= Multi-service business gateway =

A multi-service business gateway (MSBG) is a device that combines multiple network voice and data communications functions into a single device. Targeted at small and medium enterprises (SMEs), the MSBG integrates critical functions such as routing, VoIP, and security (virtual private networking, firewall, intrusion detection/prevention) into a single fault-tolerant platform, with a common control & management plane oriented around services. An MSBG may also include functionality such as web/e-mail server and filtering, storage, and wireless networking.

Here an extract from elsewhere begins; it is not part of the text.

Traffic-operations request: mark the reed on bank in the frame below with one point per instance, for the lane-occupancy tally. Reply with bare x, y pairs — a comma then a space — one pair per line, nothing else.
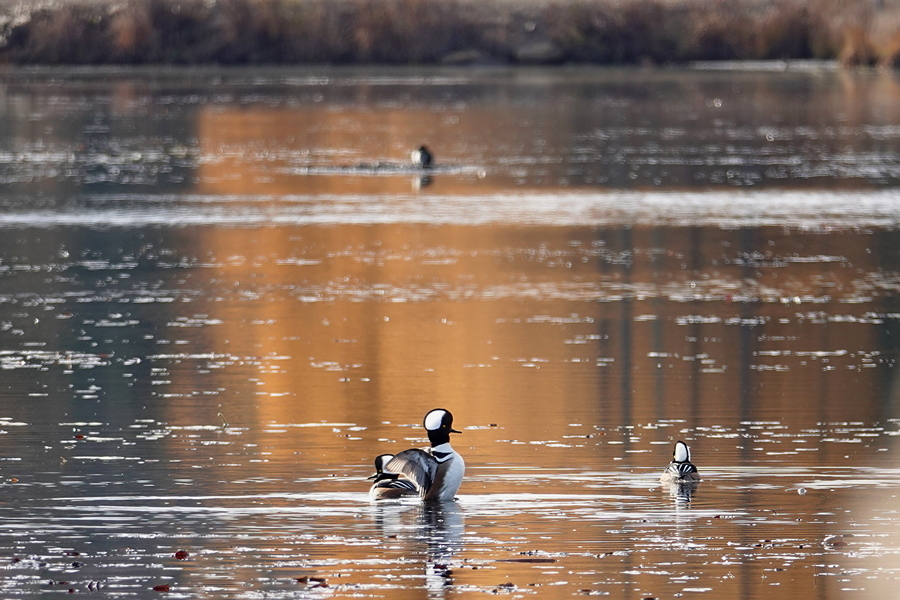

Popularly identified in 2004, the MSBG product segment emerged to address the increasing need of advanced voice and data services among small and medium-sized businesses. The more limited financial and technical resources of SMEs restrict their ability to procure, implement, and manage the technologies available to large enterprises. By integrating critical network functions in a single device, the MSBG provides a solution that is more affordable and also simplifies deployment and management for SMEs. MSBGs can be managed by service provider or other managed services company, which allows a business to implement network services without the need of its own information technology (IT) staff.

MSBGs provide a variety of solutions that can be used to support an SME's entire network. Use of a common architecture enables SMEs and service providers to expand the scale and services offered to meet the individual needs of the business. The openness of the MSBG also permits 3rd party applications or proprietary features to be added to the system.